The post tells the tale of an Iranian crude oil tanker. Noting a long gap in the AIS signal from the ship, HawkEye 360 attempted to locate the ship the next time it went dark. Of course, AIS can be off for other reasons, such as equipment failure or fear of piracy. Simply not squawking AIS isn’t a definite sign of malfeasance.

Using the satellite, radio transmissions on VHF channel 16 (156.8 MHz) — the standard calling frequency — were found from the ship and it appeared they were offloading crude oil to a refinery in Syria. With a specific target in mind, commercial satellite imaging picked up 3-meter resolution images of the ships and — apparently there is a database of ships at that resolution — identified four Iranian flag tankers at the site, three of which had arrived in stealth mode.
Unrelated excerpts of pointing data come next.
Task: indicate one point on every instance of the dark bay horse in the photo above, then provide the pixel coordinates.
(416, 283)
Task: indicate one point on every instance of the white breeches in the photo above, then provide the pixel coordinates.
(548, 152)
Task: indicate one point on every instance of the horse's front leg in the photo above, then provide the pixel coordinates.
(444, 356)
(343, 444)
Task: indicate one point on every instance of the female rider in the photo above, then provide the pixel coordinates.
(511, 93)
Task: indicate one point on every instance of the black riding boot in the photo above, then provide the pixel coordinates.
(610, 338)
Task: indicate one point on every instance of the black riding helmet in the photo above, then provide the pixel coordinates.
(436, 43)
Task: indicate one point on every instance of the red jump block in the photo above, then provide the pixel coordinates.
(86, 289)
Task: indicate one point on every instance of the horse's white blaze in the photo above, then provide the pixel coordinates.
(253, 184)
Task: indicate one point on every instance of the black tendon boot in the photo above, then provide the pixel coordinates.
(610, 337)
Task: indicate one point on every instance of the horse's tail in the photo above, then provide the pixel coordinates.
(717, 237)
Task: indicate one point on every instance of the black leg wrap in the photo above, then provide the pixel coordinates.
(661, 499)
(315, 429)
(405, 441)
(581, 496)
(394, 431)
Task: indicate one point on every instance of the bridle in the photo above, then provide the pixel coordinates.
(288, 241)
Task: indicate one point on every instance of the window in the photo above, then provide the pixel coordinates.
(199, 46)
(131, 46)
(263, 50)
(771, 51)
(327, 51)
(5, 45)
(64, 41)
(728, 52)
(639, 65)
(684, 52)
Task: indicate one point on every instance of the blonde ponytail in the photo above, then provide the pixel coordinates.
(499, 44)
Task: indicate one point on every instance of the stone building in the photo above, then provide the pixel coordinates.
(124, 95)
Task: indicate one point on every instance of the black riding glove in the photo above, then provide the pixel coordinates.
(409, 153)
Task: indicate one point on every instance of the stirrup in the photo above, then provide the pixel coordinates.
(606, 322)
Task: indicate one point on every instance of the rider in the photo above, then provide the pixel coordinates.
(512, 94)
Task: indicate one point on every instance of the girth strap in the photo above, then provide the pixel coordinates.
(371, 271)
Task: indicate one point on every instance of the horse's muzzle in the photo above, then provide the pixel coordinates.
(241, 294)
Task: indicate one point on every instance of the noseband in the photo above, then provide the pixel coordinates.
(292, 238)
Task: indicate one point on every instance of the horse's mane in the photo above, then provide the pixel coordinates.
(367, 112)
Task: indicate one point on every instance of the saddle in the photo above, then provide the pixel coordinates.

The HawkEye 360 satellites can pick up radar, emergency beacons, satellite phones, and VHF radio signals. A map shows the difference between the number of AIS signals in the South China Sea and the number of X-band radar signals. The AIS map looks sparse, whereas the radar map shows 3-4 times the number of vessels.

In another example, uses ESA’s Sentinel 1 satellite and synthetic aperture radar to locate ships going from China to North Korea. ICEYE, another smallsat company, is tracing illegal fishing activity around Argentina and smuggling near the UAE.

It is amazing to see how much satellite tech that would have been deep secret a few years ago is now commercially available. It isn’t just useful for law enforcement, either. The resolution is a far cry from the old weather satellites people tend to eavesdrop on.